Which Policies Every SME Needs
Start with these five essential policies: Acceptable Use Policy — what employees can and cannot do with company IT resources (internet, email, devices). Password and Account Policy — password requirements, MFA requirements, account lockout rules, shared account prohibition. Data Classification and Handling Policy — how data is classified (public, internal, confidential, restricted) and how each classification must be handled. Incident Response Policy — what constitutes a security incident, how to report it, who responds, and what the response process is. Asset Management Policy — how assets are procured, assigned, tracked, maintained, and disposed of.
Policy Writing Template
Every policy should have: Purpose — one paragraph explaining why this policy exists and what problem it solves. Scope — who this policy applies to (all employees, contractors, specific departments). Policy Statement — the actual rules, written in clear, actionable language. Use "must" and "must not" rather than "should" and "may." Roles and Responsibilities — who is responsible for implementing, enforcing, and updating this policy. Enforcement — what happens if the policy is violated (disciplinary action up to termination for serious violations). Review Schedule — how often this policy will be reviewed and updated.
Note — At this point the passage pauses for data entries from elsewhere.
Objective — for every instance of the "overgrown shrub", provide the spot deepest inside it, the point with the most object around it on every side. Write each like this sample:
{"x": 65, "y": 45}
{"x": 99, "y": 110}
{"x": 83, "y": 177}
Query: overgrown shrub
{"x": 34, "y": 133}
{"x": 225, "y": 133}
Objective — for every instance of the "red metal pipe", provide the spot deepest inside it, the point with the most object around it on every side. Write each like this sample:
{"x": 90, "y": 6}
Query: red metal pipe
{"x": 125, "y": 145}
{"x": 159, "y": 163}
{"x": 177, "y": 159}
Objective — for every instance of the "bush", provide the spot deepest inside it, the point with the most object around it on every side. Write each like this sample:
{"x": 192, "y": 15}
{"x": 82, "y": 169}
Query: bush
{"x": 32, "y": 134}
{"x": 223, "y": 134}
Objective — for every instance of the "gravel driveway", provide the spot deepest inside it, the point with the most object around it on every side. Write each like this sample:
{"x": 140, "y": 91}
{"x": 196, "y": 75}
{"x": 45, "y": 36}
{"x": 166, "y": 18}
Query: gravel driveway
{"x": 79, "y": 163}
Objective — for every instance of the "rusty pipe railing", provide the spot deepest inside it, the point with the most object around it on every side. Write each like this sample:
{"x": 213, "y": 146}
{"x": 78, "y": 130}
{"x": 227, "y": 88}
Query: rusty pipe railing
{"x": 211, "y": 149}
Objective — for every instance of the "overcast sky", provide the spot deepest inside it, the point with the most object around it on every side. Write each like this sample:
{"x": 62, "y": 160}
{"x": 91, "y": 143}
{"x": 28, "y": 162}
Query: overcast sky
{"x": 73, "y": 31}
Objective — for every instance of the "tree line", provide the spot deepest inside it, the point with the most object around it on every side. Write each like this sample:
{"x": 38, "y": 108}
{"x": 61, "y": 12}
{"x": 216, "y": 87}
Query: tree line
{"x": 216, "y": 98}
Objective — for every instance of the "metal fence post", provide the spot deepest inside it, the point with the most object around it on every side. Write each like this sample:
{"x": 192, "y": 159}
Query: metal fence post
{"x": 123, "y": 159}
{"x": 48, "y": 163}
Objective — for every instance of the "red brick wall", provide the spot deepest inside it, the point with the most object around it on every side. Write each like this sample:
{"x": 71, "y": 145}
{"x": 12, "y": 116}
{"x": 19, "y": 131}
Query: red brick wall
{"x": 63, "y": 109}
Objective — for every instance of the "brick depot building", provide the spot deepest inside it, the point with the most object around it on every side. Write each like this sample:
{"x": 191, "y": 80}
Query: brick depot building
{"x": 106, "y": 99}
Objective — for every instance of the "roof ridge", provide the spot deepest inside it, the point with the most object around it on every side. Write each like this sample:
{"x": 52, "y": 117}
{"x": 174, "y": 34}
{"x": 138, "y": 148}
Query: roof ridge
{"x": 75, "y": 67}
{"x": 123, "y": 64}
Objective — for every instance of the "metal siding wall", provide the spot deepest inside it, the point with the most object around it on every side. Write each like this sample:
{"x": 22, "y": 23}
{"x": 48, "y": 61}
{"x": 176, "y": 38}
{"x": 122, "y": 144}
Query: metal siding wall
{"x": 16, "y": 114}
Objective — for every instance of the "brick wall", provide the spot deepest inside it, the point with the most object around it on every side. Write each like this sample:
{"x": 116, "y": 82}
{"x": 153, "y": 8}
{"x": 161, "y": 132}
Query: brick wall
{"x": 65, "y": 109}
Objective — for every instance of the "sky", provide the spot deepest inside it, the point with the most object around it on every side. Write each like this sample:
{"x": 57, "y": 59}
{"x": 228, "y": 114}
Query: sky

Making Policies That Get Followed
Keep policies concise — one policy per topic, 1-2 pages maximum. Use plain language, not legalese. Employees should understand what is required without a law degree. Involve stakeholders in policy creation — the finance team should have input on procurement policy, HR on acceptable use policy. Communicate new policies with a summary email and a 15-minute Q&A session. Require annual acknowledgment — every employee signs or clicks that they have read and understood each policy. Store all policies in a central, accessible location (knowledge base, intranet, shared drive).